#71648 - pure_ev1l - Mon Feb 13, 2006 9:37 pm
ok, basicly this is kinda a question about how the compiler compiles so I can optimize it. as I REALLY need VERY optimised code as I am making a kinda particle simulator with 1000's of particles. I am using the newest devkitadv incase it makes any odds
basicly I have a 2 dimentional array, but as all the reading will be relative (eg 1 block up, down, left or right) should I make it a 1D array and just use + and -? (so insted of map[x+1][y]... do map[location+1])
also, I have an array that has 2 elements(is that the right word?) so does it do a muliply to access it? so should I split into 2? (eg, pixel[3].r and pixel[3].g etc... into pixelr[3]) to stop it multiplying to find entries?
also, if its a unsigned integer for example (16 bit) does it use multiply to access it? (eg test[13]=4 does it do 13*2 to get the location to modify) so should I only use u8?

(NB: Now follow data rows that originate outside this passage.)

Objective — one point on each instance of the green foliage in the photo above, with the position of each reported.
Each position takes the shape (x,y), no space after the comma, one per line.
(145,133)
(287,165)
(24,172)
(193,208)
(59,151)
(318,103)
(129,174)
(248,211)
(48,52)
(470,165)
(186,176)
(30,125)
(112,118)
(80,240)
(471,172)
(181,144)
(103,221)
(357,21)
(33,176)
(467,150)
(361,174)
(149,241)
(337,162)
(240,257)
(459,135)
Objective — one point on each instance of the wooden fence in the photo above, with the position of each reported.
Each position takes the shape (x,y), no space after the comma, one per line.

any other tips about getting rid of multiply?
thanks alot in advance, this forum is so damn helpful!
_________________
-Rory
"Planning makes for a boring life, but a good game"

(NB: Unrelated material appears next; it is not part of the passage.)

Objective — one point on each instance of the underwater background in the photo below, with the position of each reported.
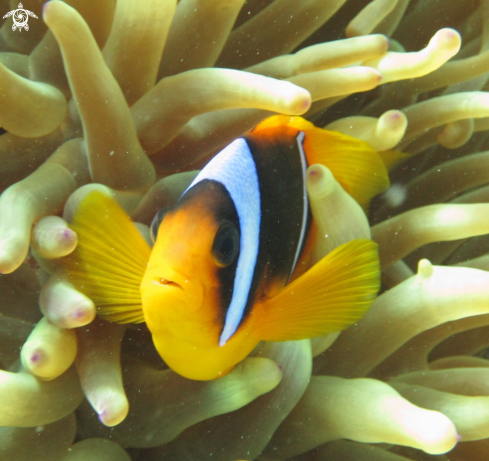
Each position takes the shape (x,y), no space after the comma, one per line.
(130,97)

#71651 - sajiimori - Mon Feb 13, 2006 9:50 pm
There's only one way to know the answers to these questions: Look at the compiler's output using the -S command line option. It's too hard to predict what the optimizer will do.
In general, multiplies and divides are converted to shifts if they are known at compile time to be by a power of two.
#71653 - tepples - Mon Feb 13, 2006 9:53 pm
Multiplies are fast on ARM7. Divides aren't, unless you use some hack such as multiplying by a reciprocal from a lookup table.
_________________
-- Where is he?
-- Who?
-- You know, the human.
-- I think he moved to Tilwick.
#71654 - DekuTree64 - Mon Feb 13, 2006 9:55 pm
Yeah, the compiler will do a multiply for 2-dimensional arrays. One way you can optimize there is if you're looping over one row, use a pointer to the start of that row, and then increment the pointer each time instead of doing array offsets:
Code: |
int array[MAX_Y][MAX_X];
for (y = 0; y < MAX_Y; y++)
{
int *arrayPtr = array[y];
for (x = MAX_X - 1; x >= 0; x--)
{
*arrayPtr = 1;
arrayPtr++;
}
} |
Note the backward loop for x, because it's never actually used as an offset so it doesn't matter which way it goes, and going to 0 is a tiny bit faster than incrementing and then comparing with an end value (pretty insignificant when comparing with a constant like this though).
And yes to your other question too, the compiler will multiply the array index by the size of the data type. This is just a shift for built-in types, so it's free in ARM, or one extra cycle in THUMB. Structures will usually have to do a real multiply though.
_________________
___________
The best optimization is to do nothing at all.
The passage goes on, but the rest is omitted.